Néanmoins, choquer n’est pas le but. La réaction de Médine à l’annonce de sa programmation au Bataclan en dit long, ainsi que son annulation des concerts. Le but n’était pas de choquer, mais d’interroger. Cela peut s’avérer choquant, mais c’est l’effet, pas l’intention. Pour Taipan, c’est pareil. Il ne fait pas « les choses pour choquer » dit-il et se sent « même assez gêné » lorsque c’est le cas. A ses yeux, l’objectif n’est pas de « blesser quelqu’un », mais juste « de retrouver ce réflexe génial qu’ont les gamins de dire les choses spontanément ».

D’où le travail de construction de texte où il fait parler des personnages, lui et/ou d’autres, sur un mode très infantile pour aborder des sujets graves. Comment ne pas penser ici au titre déjà cité Fiché S où Kevin écrit à sa mère et décrit son entrée, sa vie et sa sortie des griffes de Daesh. Toujours conscient qu’il peut être « mal interprété », il exprime simplement et spontanément en effet, sa « soif d’idéal » face à ce « monde psychorigide », tel l’enfant sur le point de quitter l’enfance justement, essayant de la retenir désespérément car il n’y est déjà plus tout à fait. C’est finalement affaire très sérieuse que d’être irrévérencieux.

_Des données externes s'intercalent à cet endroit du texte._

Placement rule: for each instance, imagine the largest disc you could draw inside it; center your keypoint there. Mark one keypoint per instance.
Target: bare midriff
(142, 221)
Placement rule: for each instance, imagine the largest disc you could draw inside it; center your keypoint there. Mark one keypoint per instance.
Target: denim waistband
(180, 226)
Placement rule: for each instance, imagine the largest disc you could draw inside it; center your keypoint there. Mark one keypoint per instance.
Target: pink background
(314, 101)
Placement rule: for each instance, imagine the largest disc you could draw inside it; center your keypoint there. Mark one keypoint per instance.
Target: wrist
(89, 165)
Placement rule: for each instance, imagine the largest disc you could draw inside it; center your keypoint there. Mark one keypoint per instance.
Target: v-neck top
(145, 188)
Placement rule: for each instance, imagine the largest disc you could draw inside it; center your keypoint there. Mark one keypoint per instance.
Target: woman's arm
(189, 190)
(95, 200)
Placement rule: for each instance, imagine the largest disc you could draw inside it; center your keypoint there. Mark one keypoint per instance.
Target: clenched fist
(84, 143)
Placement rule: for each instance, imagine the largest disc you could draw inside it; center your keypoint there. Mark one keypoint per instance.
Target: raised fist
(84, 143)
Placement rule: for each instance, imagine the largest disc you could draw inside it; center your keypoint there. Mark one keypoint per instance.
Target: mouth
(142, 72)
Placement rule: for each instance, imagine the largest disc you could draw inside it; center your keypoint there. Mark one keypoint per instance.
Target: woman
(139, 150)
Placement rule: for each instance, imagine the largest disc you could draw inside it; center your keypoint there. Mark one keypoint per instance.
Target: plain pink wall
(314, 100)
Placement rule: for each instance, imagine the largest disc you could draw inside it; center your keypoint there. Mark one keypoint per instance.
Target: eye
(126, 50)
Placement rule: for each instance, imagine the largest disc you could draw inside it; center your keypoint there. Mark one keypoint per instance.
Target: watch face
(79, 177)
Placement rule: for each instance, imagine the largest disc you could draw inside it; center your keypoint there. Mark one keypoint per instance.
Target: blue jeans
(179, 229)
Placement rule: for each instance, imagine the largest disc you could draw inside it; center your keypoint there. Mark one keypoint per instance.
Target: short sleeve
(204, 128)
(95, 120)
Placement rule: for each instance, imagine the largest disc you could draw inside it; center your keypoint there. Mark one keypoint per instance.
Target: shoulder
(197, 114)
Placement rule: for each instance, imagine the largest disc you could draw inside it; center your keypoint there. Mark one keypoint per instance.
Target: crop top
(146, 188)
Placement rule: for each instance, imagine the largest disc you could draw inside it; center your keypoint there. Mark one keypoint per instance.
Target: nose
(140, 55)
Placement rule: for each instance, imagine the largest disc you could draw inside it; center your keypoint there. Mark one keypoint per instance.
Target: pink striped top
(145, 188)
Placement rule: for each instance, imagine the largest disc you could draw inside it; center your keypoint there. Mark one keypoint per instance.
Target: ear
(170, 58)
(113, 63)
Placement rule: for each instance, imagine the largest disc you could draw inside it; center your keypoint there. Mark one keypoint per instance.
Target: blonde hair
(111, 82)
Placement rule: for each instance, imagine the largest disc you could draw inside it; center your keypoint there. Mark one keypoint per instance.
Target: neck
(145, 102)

C’est prendre les sujets au sérieux et des sujets sérieux, même s’ils sont traités légèrement. « Quand un gamin s’amuse, il est très sérieux et pourtant il joue » rappelle-t-il à juste titre. L’irrévérence, c’est donc jouer des codes avec sérieux, car l’apprentissage se forge autant par l’un (le jeu) que par l’autre (le sérieux). Force est donc d’être sérieux dans ses affaires, même si cela reste ludique et source de plaisir comme tout art.

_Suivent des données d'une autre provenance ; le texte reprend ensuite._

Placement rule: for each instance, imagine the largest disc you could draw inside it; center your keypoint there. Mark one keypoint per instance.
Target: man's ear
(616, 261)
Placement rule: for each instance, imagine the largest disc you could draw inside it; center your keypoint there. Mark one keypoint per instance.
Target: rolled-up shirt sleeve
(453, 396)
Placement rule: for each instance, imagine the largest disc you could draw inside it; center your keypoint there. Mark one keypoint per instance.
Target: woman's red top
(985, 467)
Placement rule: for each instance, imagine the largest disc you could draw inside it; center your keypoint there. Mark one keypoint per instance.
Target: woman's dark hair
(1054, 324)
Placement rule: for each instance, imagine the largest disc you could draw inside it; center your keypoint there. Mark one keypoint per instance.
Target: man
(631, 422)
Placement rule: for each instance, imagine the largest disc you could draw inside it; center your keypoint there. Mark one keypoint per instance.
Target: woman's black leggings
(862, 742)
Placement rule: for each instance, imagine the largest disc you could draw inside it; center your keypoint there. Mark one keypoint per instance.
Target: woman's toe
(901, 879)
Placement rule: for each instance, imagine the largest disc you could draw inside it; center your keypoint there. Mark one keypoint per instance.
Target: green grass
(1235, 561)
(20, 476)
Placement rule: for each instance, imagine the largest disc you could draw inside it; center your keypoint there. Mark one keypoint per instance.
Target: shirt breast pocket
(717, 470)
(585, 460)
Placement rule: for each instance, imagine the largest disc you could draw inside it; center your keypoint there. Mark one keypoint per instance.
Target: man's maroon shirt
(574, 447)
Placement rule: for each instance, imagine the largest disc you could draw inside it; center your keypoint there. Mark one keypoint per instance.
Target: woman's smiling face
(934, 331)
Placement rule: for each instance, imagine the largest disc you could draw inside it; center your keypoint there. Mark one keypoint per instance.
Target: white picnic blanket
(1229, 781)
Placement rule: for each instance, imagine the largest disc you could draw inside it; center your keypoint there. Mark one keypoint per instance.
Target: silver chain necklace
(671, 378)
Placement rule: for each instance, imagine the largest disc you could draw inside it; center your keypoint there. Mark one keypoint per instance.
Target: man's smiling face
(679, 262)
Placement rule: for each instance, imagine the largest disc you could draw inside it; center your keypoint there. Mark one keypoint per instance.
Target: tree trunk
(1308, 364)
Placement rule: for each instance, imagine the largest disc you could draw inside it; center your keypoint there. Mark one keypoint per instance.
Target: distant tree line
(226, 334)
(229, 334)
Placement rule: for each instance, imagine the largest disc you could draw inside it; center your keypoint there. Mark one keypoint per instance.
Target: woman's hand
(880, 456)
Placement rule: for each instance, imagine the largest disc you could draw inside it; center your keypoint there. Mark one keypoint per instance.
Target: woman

Allier rationnel et émotionnel, le plaisir et le travail, le jeu et le sérieux, n’est-ce pas l’enjeu du rap ? L’irrévérence n’est-elle pas justement ce qui permet au rap de rester au plus près de sa vocation première : refuser de se plier aux codes établis, en construire d’autres, quitte à cliver, diviser, faire parler ? N’est-ce pas en renouvelant les thèmes, les sujets, les façons de faire, les rythmes, les questions que la vivacité d’un mouvement s’éprouve ?

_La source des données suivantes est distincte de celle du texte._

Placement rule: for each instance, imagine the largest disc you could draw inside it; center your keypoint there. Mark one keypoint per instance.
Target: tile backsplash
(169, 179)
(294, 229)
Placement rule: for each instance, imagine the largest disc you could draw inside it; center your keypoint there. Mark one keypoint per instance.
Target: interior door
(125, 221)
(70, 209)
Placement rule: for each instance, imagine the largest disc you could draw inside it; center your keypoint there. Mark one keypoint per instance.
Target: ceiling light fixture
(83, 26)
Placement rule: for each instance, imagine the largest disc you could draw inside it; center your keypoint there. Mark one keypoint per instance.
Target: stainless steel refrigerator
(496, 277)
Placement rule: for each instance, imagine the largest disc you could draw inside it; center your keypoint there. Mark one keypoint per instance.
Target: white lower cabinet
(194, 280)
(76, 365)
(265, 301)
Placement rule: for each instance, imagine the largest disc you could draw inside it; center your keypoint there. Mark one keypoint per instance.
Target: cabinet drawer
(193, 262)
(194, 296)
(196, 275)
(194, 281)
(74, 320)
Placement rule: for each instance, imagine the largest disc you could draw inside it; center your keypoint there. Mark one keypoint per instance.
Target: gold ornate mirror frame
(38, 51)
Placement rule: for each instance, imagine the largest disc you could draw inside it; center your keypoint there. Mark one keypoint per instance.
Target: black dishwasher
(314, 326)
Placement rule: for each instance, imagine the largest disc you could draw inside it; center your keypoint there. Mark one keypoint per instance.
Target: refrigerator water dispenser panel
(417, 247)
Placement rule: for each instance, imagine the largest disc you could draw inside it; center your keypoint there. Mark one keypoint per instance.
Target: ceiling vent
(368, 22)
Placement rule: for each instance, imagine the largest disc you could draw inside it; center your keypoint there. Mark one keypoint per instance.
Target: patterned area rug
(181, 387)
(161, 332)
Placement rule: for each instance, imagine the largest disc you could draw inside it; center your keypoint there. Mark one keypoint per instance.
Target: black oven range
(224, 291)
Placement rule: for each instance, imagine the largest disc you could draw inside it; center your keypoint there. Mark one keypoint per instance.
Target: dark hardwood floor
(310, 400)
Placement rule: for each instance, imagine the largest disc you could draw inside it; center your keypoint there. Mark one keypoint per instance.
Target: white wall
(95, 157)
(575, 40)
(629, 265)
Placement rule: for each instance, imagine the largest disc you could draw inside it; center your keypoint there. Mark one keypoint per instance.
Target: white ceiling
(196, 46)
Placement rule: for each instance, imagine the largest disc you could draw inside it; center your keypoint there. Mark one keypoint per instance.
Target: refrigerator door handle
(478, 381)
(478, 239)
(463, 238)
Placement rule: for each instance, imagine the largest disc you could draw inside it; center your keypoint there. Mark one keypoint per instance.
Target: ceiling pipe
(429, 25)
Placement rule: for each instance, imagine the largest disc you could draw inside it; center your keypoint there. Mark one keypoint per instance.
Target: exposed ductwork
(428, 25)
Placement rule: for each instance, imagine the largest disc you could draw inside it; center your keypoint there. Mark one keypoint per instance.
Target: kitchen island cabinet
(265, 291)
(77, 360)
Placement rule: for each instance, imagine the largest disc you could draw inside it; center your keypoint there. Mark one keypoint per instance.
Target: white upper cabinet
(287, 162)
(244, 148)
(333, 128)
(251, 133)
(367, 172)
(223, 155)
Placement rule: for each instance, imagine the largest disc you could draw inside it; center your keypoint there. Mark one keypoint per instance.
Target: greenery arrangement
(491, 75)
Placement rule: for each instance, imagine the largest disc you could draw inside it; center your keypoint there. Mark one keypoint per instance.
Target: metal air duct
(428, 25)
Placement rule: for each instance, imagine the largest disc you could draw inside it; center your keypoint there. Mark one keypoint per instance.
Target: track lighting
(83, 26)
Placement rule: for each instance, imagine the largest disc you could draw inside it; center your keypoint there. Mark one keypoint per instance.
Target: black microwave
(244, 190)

Taipan, du haut de ses 36 ans, en est un exemple, même s’il n’est pas le seul, qu’on l’aime ou le déteste pour ses prises de positions, ses textes ou son attitude, toujours il intrigue, il questionne avec l’air et la simplicité d’un Candide. Mais, comme le dit son compère Youssoupha, « on fera les comptes à la fin ».


Benjamine Weill est philosophe spécialisée sur les questions liées au travail social et la culture Hip-Hop. Elle tient également un blog sur Mediapart.